Leading lines
I have two long-standing, met-at-the school-gate friends who later (at different times) employed me in the small organisations they managed. We meet up as a threesome from time to time and this afternoon after I'd finished work we had tea and a chat together. We have lots in common and our chats and walks often go on longer than planned but today I had to keep an eye on the time as this evening, coincidentally, I was meeting another previous line-manager, WJ (no nepotism/head-hunting involved in that job) to go to the theatre.
We saw Kin, a drama about migration created and performed by Gecko. It's physical theatre/dance whose few words in different languages were, mostly, intended not to be intelligible. People with my sort of politics and experience must have been right in the middle of their target audience but I was disappointed. There's no doubting their energy and skill but I wanted either to be moved or to engage with narrative and, apart from briefly, I didn't experience either. The sound-track was not varied enough - mostly relentlessly loud and dense - and the movement fitted that.

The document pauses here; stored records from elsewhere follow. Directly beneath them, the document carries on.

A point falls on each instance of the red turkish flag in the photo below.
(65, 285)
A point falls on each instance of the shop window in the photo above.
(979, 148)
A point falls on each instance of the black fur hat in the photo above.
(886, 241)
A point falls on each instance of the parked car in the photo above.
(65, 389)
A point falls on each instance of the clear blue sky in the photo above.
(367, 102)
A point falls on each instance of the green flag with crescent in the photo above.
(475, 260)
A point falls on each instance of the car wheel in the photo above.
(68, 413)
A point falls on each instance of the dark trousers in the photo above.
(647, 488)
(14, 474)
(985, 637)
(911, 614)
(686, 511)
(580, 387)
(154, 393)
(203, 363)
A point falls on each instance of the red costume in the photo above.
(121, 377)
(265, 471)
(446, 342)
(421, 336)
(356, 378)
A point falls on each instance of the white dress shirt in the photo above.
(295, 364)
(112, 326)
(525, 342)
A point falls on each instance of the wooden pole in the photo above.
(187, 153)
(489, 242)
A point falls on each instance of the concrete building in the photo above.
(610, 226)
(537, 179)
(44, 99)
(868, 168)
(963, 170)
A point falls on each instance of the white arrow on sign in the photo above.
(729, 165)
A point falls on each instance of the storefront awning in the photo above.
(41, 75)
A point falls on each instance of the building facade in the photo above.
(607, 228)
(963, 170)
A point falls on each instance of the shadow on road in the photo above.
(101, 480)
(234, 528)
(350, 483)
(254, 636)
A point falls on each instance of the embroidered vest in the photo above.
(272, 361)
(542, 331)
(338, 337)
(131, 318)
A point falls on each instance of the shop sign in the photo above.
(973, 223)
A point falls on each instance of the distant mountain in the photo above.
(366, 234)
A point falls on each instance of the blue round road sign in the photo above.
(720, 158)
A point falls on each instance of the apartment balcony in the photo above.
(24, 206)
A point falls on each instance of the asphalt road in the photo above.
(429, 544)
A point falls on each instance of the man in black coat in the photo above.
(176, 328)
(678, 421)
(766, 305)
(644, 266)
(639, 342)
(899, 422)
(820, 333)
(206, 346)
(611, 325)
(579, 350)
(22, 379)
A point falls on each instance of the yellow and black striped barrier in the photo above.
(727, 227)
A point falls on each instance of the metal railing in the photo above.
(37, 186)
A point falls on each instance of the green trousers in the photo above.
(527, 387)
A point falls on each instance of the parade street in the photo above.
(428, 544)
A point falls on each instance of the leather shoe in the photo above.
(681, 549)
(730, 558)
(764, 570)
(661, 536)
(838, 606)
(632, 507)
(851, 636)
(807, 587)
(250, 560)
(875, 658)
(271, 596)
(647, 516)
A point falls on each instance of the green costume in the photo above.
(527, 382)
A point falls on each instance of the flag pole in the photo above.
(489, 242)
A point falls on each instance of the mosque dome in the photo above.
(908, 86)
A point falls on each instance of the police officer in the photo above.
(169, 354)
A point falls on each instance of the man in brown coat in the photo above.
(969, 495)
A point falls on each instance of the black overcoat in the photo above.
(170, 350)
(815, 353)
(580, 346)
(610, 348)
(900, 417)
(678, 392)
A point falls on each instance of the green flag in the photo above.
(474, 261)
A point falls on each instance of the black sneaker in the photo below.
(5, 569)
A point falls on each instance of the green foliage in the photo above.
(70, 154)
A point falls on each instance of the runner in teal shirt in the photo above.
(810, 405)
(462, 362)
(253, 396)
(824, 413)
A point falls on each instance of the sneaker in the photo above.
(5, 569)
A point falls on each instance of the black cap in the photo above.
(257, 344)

But there was one small part, where we were wordlessly encouraged to clap as an accompaniment to movement and quite a lot of people didn't, where I was viscerally reminded of some training my companion organised nearly 20 years ago. Our roomful of trainees had been split into no-talking groups of six. In our groups each one of us created a simple movement which the group combined into a routine. One member of each group was then told, unexpectedly, to leave and join another group. In feedback afterwards the static groups said they felt they had been welcoming to the immigrant by teaching them the group's routine. The migrants said they'd felt superficially included but sad that no-one had wanted to know their own particular movement, still less incorporate it into the routine.
That was one of the very few bits of training I've done in my life that has changed my views and, I hope, my behaviour, and I was glad to be reminded of it.
WJ enjoyed the performance more than I did and I was surprised in the pub afterwards, when I reminded her about the training that had mattered so much to me, that she had almost no recollection of it.
How different things affect different people differently. Another useful lesson.
I appreciated the unexpected laughter yesterday. Today's picture, taken on my way home, has no connection to the text at all (though the title is a weak pun).